By Wendy K.
They had barely made it through breakfast before the inevitable, daily clash between Johnny and Murdoch had begun. When they’d both turned to him, each looking for an ally, Scott had escaped through the French doors, leaving an almost visible ripple in his wake.
Circling around the house towards the kitchen, he stopped on the porch and took several deep breaths in an effort to maintain his composure. It had rained earlier and the smell of the warm, moist earth filled his nostrils. In the garden just outside the back door, some cheery yellow blossoms bobbed their heads in the breeze.
The sound of the kitchen door opening broke his reverie and he turned to give Teresa a weak version of his usually bright smile.
“Scott,” she asked as she settled herself on the porch swing and patted the spot beside her. “What’s wrong?”
The young rancher gave up on being composed and let loose with his frustrations. “Why do they always put me on the spot that way? They’re always pressuring me to pick a side or magically produce a workable solution out of thin air. It’s all so exasperating. I swear, one of these days….”
“Scott,” Teresa broke in gently. “Please, come and sit down.”
As he settled himself next to his father’s ward, he let out a deep breath, trying to release some of the tension he was feeling. He sat perched on the edge of the swing, elbows on knees and hat in his hands. “What are you doing out here?”
“Well, it’s such a lovely morning, I thought I’d enjoy a little of it before I start on the day’s chores,” she replied, brown eyes warm. Attempting to distract the upset man, she gestured at the sky off to the west where the arc of a rainbow sparkled in the early morning sunshine. “What do you see?”
“A rainbow,” he replied, eyes going distant. “I learned in my science classes at Harvard that it’s an effect of the sunlight passing through water droplets in the atmosphere. Did you know that a rainbow doesn’t really exist at a particular location? It’s an illusion depending on the observer’s location and the position of the sun. If you went and stood where the rainbow is, you wouldn’t see it. There wouldn’t be anything there.”
“Really?” Teresa asked. She loved to listen to the former Bostonian discuss these types of unusual topics. Scott’s education far surpassed that of just about everyone she knew, except for maybe Dr. Jenkins. “So you’re saying that a rainbow only exists when someone sees it?”
“Well, not exactly,” Scott continued, warming to his subject. He enjoyed sharing what he knew and while Johnny and Murdoch tended to get a little glassy-eyed when he went off on scientific tangents, Teresa was always an eager listener. “You could say that each person sees their own rainbow. The raindrops all reflect and refract the light the same way but not all of the light reaches the observer’s eyes. And that all depends on where the observer is standing. Even now, with the two of us sitting here side by side, we might not be seeing the same rainbow.”
“We each see our own rainbow,” Teresa murmured, half to herself, fascinated. “Do you think Murdoch or Johnny would see the same rainbow?”

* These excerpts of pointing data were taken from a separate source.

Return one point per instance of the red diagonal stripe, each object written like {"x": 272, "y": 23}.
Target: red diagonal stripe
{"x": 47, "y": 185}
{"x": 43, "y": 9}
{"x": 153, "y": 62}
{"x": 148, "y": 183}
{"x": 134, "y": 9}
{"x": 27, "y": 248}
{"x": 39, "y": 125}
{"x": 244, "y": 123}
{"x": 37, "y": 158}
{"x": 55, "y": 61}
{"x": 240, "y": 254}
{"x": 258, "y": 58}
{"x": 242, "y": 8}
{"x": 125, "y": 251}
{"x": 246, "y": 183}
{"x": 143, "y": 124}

“Well, I assume…” Scott trailed off. “Actually, I couldn’t say. I sometimes wonder if they could see the rainbow at all.”
He was silent for a time before he asked the girl, “What do you see?”
Teresa realized with a start that they weren’t really talking about rainbows anymore. She turned to look Scott directly in the eye, answering solemnly. “Something that should be appreciated for what it is, enjoyed for however long it lasts and then let go when it is gone.”
Scott leaned back and put his arm around the slender, brown-haired girl beside him. He used one booted foot to gently push the swing back and forth. The distant rain clouds moved on and the rainbow soon faded but the sun was much higher in the sky before either of them moved.